Kirsten Boie was born in 1950 in Hamburg, Germany. Between 1969 and 1974, she read German and English literature at the University of Hamburg. She then worked as a teacher at a secondary school before starting her publishing career in 1985.[1]
In 1985, Boie published her first children's novel, Paule ist ein Glücksgriff, about an ethnic-minority child adopted into a German family. She went on to publish more than 100 books in the genre.[1] Her best-known works include Ritter Trenk (2006) and the Kinder aus dem Möwenweg series (from 2000).[2]
Her contributions to the field of children's literature have been recognised on numerous occasions: among other awards, Boie received the Großer Preis der Deutschen Akademie für Kinder- und Jugendliteratur (2008)[3] and the Order of Merit of the Federal Republic of Germany (2011).[4] In December 2019, Boie was named an honorary citizen of her native Hamburg.[5] In 2020, an award (Kirsten-Boie-Preis) for children's literature was named in her honour. Its inaugural recipient was the German author Julia Blesken.[6]

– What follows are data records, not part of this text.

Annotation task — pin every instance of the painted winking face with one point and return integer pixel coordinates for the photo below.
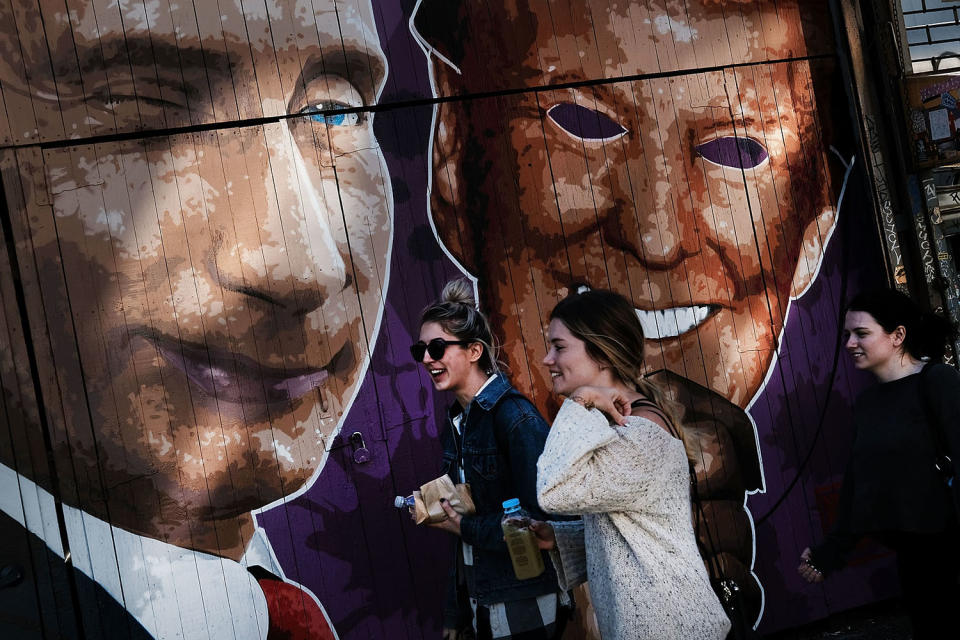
(223, 286)
(703, 197)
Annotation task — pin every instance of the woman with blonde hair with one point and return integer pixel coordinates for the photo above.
(616, 457)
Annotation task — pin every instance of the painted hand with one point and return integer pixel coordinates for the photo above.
(807, 571)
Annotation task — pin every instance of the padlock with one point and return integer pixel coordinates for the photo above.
(361, 454)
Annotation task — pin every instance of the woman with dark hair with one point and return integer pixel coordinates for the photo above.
(616, 457)
(491, 440)
(895, 485)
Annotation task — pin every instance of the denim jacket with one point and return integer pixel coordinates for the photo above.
(503, 436)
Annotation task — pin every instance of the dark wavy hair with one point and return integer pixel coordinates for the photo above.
(927, 333)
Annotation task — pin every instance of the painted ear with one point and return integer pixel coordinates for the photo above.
(454, 228)
(815, 239)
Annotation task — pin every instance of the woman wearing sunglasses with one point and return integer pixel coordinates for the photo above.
(616, 457)
(492, 439)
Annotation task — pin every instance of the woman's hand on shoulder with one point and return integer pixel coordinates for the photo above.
(543, 532)
(612, 402)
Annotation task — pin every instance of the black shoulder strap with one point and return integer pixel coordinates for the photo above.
(646, 403)
(936, 429)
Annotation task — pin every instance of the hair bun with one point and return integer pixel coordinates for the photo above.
(458, 292)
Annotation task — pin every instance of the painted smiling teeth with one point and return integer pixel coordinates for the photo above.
(673, 322)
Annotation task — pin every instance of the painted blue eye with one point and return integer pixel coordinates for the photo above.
(584, 123)
(733, 151)
(332, 119)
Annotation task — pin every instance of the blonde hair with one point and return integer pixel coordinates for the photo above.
(608, 325)
(456, 311)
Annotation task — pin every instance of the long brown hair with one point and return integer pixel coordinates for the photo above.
(608, 325)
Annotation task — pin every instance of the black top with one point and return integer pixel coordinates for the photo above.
(890, 484)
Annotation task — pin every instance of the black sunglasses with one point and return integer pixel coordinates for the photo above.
(435, 348)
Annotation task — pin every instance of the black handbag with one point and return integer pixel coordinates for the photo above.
(726, 588)
(943, 463)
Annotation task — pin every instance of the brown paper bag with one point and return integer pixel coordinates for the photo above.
(427, 508)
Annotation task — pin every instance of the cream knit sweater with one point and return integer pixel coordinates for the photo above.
(631, 485)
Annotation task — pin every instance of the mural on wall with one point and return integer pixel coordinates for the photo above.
(203, 296)
(208, 400)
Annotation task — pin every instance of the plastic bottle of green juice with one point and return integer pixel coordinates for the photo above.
(526, 557)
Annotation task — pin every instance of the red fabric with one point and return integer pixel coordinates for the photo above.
(294, 614)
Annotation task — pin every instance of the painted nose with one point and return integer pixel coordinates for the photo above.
(277, 243)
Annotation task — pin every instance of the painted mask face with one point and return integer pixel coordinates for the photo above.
(701, 196)
(209, 322)
(567, 360)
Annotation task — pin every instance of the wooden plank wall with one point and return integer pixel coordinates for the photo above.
(223, 218)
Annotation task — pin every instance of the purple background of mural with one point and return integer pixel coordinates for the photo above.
(379, 576)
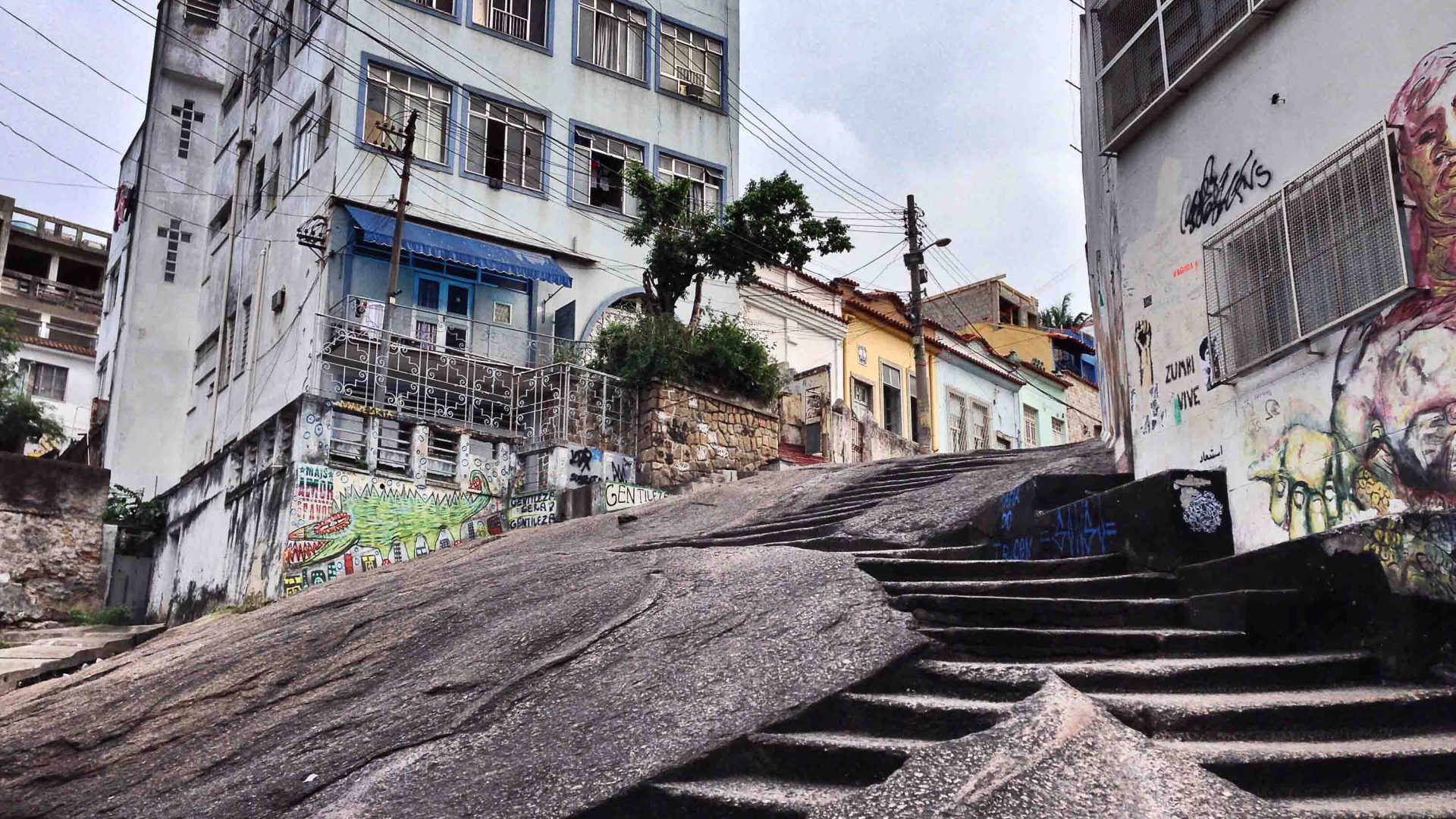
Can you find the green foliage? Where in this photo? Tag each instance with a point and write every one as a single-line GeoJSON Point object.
{"type": "Point", "coordinates": [130, 510]}
{"type": "Point", "coordinates": [770, 223]}
{"type": "Point", "coordinates": [22, 419]}
{"type": "Point", "coordinates": [723, 354]}
{"type": "Point", "coordinates": [1059, 316]}
{"type": "Point", "coordinates": [111, 615]}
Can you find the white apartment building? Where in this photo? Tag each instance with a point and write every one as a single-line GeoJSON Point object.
{"type": "Point", "coordinates": [254, 371]}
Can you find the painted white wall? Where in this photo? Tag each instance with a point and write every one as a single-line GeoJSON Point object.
{"type": "Point", "coordinates": [1337, 64]}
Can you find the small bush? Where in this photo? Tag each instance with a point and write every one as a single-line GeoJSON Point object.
{"type": "Point", "coordinates": [111, 615]}
{"type": "Point", "coordinates": [723, 354]}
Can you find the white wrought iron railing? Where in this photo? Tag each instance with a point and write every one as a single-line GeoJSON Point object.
{"type": "Point", "coordinates": [538, 407]}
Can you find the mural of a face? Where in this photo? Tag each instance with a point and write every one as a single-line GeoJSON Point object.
{"type": "Point", "coordinates": [1426, 115]}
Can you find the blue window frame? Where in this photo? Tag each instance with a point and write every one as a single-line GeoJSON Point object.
{"type": "Point", "coordinates": [692, 64]}
{"type": "Point", "coordinates": [523, 22]}
{"type": "Point", "coordinates": [612, 37]}
{"type": "Point", "coordinates": [596, 175]}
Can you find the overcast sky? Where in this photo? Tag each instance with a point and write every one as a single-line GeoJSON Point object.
{"type": "Point", "coordinates": [962, 102]}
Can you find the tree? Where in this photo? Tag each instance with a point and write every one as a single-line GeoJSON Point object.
{"type": "Point", "coordinates": [772, 223]}
{"type": "Point", "coordinates": [22, 419]}
{"type": "Point", "coordinates": [1059, 316]}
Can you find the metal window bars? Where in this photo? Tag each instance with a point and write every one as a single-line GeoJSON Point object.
{"type": "Point", "coordinates": [1329, 246]}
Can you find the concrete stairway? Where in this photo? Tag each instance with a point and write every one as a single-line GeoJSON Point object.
{"type": "Point", "coordinates": [1313, 732]}
{"type": "Point", "coordinates": [851, 741]}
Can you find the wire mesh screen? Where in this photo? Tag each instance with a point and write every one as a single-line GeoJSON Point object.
{"type": "Point", "coordinates": [1345, 234]}
{"type": "Point", "coordinates": [1133, 82]}
{"type": "Point", "coordinates": [1117, 22]}
{"type": "Point", "coordinates": [1191, 27]}
{"type": "Point", "coordinates": [1327, 246]}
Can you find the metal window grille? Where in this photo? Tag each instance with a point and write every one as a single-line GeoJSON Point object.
{"type": "Point", "coordinates": [613, 37]}
{"type": "Point", "coordinates": [392, 441]}
{"type": "Point", "coordinates": [1326, 248]}
{"type": "Point", "coordinates": [692, 63]}
{"type": "Point", "coordinates": [202, 12]}
{"type": "Point", "coordinates": [506, 143]}
{"type": "Point", "coordinates": [440, 460]}
{"type": "Point", "coordinates": [1144, 47]}
{"type": "Point", "coordinates": [347, 439]}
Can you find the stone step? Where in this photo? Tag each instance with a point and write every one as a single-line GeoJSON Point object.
{"type": "Point", "coordinates": [956, 679]}
{"type": "Point", "coordinates": [1308, 714]}
{"type": "Point", "coordinates": [1116, 586]}
{"type": "Point", "coordinates": [902, 716]}
{"type": "Point", "coordinates": [929, 569]}
{"type": "Point", "coordinates": [1414, 805]}
{"type": "Point", "coordinates": [734, 798]}
{"type": "Point", "coordinates": [1360, 767]}
{"type": "Point", "coordinates": [1226, 673]}
{"type": "Point", "coordinates": [979, 551]}
{"type": "Point", "coordinates": [1065, 613]}
{"type": "Point", "coordinates": [1087, 642]}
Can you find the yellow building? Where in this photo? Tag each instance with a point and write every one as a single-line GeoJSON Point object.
{"type": "Point", "coordinates": [880, 360]}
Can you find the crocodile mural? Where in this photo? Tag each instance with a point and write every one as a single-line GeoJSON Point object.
{"type": "Point", "coordinates": [347, 522]}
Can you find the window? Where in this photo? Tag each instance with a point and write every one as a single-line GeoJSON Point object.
{"type": "Point", "coordinates": [303, 148]}
{"type": "Point", "coordinates": [956, 417]}
{"type": "Point", "coordinates": [613, 37]}
{"type": "Point", "coordinates": [347, 438]}
{"type": "Point", "coordinates": [443, 6]}
{"type": "Point", "coordinates": [692, 64]}
{"type": "Point", "coordinates": [44, 381]}
{"type": "Point", "coordinates": [890, 397]}
{"type": "Point", "coordinates": [707, 184]}
{"type": "Point", "coordinates": [864, 398]}
{"type": "Point", "coordinates": [392, 95]}
{"type": "Point", "coordinates": [598, 174]}
{"type": "Point", "coordinates": [242, 335]}
{"type": "Point", "coordinates": [519, 19]}
{"type": "Point", "coordinates": [1323, 249]}
{"type": "Point", "coordinates": [392, 439]}
{"type": "Point", "coordinates": [506, 143]}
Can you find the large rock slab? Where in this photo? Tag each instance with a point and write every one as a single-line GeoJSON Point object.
{"type": "Point", "coordinates": [530, 675]}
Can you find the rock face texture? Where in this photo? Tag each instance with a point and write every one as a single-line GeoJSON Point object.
{"type": "Point", "coordinates": [50, 537]}
{"type": "Point", "coordinates": [530, 675]}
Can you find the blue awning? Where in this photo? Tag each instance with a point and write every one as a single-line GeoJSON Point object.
{"type": "Point", "coordinates": [452, 246]}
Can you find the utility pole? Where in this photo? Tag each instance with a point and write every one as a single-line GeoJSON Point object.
{"type": "Point", "coordinates": [408, 156]}
{"type": "Point", "coordinates": [915, 262]}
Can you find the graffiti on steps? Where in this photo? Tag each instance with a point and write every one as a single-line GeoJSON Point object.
{"type": "Point", "coordinates": [1079, 529]}
{"type": "Point", "coordinates": [348, 522]}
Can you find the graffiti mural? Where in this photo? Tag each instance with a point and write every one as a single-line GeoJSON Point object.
{"type": "Point", "coordinates": [348, 522]}
{"type": "Point", "coordinates": [1386, 441]}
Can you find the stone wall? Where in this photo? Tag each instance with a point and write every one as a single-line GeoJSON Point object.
{"type": "Point", "coordinates": [50, 537]}
{"type": "Point", "coordinates": [1084, 411]}
{"type": "Point", "coordinates": [689, 435]}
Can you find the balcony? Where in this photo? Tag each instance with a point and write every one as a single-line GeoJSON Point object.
{"type": "Point", "coordinates": [389, 373]}
{"type": "Point", "coordinates": [60, 232]}
{"type": "Point", "coordinates": [50, 293]}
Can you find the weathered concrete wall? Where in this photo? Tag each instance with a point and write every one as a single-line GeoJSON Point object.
{"type": "Point", "coordinates": [1357, 423]}
{"type": "Point", "coordinates": [688, 435]}
{"type": "Point", "coordinates": [50, 537]}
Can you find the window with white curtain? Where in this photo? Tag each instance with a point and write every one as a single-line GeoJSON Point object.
{"type": "Point", "coordinates": [612, 36]}
{"type": "Point", "coordinates": [392, 95]}
{"type": "Point", "coordinates": [705, 183]}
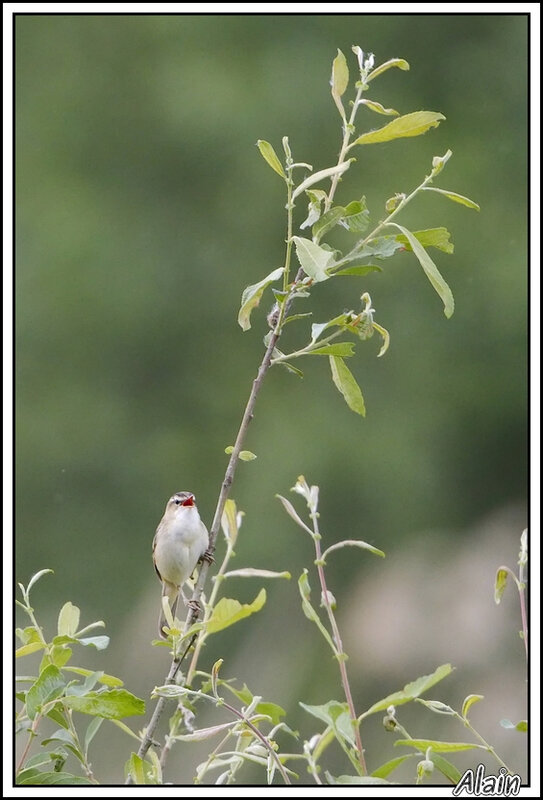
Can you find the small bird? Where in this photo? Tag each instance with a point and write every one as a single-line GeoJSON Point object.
{"type": "Point", "coordinates": [181, 540]}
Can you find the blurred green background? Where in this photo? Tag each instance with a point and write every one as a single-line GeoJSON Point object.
{"type": "Point", "coordinates": [143, 210]}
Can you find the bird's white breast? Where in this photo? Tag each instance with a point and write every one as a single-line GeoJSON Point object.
{"type": "Point", "coordinates": [180, 545]}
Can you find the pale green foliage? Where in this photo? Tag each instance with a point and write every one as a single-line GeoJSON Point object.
{"type": "Point", "coordinates": [57, 692]}
{"type": "Point", "coordinates": [321, 262]}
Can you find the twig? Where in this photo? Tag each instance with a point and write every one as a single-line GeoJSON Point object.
{"type": "Point", "coordinates": [223, 496]}
{"type": "Point", "coordinates": [339, 645]}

In 2018, Boie joined an initiative of German authors, Hamburger Erklärung, advocating for a greater emphasis on the acquisition of reading skills in primary school pupils.[7] In reaction to the European migrant crisis of 2015, she published Everything Will Be Alright about a child fleeing the Syrian city of Homs. Boie said that the book was intended to raise awareness for the situation of Syrian refugee children in German schools, and it is published in both German and Arabic.[8] During the COVID-19 pandemic she participated in a campaign by the newspaper Hamburger Abendblatt that encouraged children to read books while in lockdown.[9]